No mother wants to hear the words from their son (or daughter nowadays) that they intend going in the army. It was no different in Georgian England, although it was only boys who wanted to, or were allowed to go in to the army in those days.
Ellen Parker, who lived at Alkincoates Hall in
Colne and was related to the Parker family at Browsholme Hall, was horrified
when her son Ambrose announced in 1832 that he wanted to go in the army the
year after when he became 16 years old. He was at school, under the tutelage of
a Mr Carter at Aberford in Yorkshire. His mother wrote a stern letter to
Ambrose outlining her objections to this career for her son. It is apparent
that he was not a studious boy and caused his parents a great deal of concern.
As ever in old letters, grammar and punctuation are somewhat scarce in places!

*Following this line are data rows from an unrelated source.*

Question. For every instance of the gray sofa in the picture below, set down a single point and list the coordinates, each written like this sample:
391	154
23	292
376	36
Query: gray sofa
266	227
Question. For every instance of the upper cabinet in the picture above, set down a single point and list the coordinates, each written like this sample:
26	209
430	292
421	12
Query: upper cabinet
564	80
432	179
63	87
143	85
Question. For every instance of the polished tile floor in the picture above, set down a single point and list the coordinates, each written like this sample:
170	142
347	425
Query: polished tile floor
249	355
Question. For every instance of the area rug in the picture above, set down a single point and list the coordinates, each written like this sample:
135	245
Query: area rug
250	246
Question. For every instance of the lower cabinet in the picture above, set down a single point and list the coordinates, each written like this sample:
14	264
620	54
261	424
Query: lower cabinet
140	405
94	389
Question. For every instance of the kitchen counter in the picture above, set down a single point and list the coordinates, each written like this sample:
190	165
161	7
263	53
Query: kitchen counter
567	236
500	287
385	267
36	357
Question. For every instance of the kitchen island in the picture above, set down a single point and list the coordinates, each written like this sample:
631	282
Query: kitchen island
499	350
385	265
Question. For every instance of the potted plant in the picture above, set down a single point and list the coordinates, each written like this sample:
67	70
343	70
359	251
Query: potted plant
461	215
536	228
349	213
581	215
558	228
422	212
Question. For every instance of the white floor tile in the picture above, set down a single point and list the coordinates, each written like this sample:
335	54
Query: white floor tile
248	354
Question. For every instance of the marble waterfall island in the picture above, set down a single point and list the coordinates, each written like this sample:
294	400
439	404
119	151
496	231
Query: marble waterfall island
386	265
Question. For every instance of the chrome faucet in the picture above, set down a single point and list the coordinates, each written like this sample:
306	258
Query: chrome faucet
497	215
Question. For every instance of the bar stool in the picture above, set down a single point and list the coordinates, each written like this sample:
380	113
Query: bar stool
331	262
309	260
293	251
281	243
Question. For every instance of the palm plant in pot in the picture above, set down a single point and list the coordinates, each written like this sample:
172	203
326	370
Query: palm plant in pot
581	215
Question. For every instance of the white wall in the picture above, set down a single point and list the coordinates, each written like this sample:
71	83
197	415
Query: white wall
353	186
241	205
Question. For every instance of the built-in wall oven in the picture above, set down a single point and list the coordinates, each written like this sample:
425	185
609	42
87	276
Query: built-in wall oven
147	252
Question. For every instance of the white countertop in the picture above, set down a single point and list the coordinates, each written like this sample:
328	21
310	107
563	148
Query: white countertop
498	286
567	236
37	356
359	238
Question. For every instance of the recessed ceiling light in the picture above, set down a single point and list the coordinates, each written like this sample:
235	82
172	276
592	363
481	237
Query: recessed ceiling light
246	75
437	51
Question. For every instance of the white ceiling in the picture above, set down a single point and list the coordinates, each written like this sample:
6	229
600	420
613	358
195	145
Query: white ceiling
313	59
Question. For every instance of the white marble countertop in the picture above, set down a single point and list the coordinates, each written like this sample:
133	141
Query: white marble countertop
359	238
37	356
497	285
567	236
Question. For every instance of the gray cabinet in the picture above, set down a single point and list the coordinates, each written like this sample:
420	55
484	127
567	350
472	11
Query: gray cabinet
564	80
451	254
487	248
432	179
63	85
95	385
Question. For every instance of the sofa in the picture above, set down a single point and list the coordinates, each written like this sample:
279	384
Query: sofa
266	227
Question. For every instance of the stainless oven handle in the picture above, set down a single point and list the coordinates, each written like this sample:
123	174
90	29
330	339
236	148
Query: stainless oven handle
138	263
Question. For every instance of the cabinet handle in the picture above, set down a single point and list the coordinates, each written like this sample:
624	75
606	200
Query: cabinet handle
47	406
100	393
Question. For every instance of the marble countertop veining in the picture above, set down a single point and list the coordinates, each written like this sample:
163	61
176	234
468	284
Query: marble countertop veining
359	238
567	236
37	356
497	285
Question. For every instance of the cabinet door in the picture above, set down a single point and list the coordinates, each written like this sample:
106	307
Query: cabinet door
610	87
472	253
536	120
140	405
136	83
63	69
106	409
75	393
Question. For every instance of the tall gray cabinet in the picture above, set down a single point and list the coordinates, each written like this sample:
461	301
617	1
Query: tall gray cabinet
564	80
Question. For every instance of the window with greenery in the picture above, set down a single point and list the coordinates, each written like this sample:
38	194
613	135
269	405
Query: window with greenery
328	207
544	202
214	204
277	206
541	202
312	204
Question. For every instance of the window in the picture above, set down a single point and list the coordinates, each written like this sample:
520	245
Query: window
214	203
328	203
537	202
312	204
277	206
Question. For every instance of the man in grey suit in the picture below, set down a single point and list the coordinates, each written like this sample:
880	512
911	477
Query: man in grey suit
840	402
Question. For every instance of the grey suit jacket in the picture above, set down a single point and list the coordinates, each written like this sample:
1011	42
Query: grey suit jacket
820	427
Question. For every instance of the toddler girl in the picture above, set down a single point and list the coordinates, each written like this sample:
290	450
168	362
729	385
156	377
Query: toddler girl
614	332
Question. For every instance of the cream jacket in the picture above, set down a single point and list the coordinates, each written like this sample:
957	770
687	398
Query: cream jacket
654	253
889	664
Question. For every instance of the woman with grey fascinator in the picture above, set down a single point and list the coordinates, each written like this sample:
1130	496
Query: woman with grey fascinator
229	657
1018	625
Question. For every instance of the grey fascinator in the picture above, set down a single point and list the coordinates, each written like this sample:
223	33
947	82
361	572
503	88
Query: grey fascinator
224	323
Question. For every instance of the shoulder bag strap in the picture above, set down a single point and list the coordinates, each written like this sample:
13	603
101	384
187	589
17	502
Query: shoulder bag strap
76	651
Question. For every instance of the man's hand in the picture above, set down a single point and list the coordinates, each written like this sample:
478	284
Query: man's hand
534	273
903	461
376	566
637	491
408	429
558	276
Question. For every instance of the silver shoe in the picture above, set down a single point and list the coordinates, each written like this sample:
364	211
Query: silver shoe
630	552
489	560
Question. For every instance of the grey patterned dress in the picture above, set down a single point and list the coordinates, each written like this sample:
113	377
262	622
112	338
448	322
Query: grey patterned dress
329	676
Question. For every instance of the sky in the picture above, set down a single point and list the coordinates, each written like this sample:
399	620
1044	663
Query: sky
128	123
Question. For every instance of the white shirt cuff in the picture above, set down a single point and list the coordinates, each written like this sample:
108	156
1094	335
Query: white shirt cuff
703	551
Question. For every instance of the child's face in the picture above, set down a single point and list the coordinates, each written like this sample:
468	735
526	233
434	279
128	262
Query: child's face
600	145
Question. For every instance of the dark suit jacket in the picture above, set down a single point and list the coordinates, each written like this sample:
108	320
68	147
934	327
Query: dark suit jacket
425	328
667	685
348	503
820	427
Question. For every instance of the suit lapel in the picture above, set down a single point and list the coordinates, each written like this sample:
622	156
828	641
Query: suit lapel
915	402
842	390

Ellen writes “I think my darling Child there is a
prospect your wishes respecting your future destination will soon be acquiesced
in – in conceding to them however My Dearest Ambrose you must always remember
for we sacrifice our own desires in the hope of contributing to your happiness.
If you must endeavour to repay us for the very painful effort we make, by
earnestly labouring to attain that Mental & Moral excellence we so ardently
wish you to possess. It would soon lay us both in the grave to see our first
and almost dearest hope treading the paths of perdition; & alas my dear
Boy! In the army there are many temptations to immoralities your character is
so yielding that I tremble for you. You know that I do not promise your desire
is to be granted. I only say perhaps your father will consent. A great deal
will depend on you making great improvements in your studies during the next
year, to fit you for removal to a Military College.”
Harsh words indeed from a mother to her firstborn son!
It is apparent from other letters that Ambrose was always in trouble of some
kind or another and forever asking for money when he was away at school, like
other children do! He did go into the army but hardly had a distinguished
career and continued getting into trouble in the army. But that is for another
time. Bad boy Ambrose! Poor mother Ellen!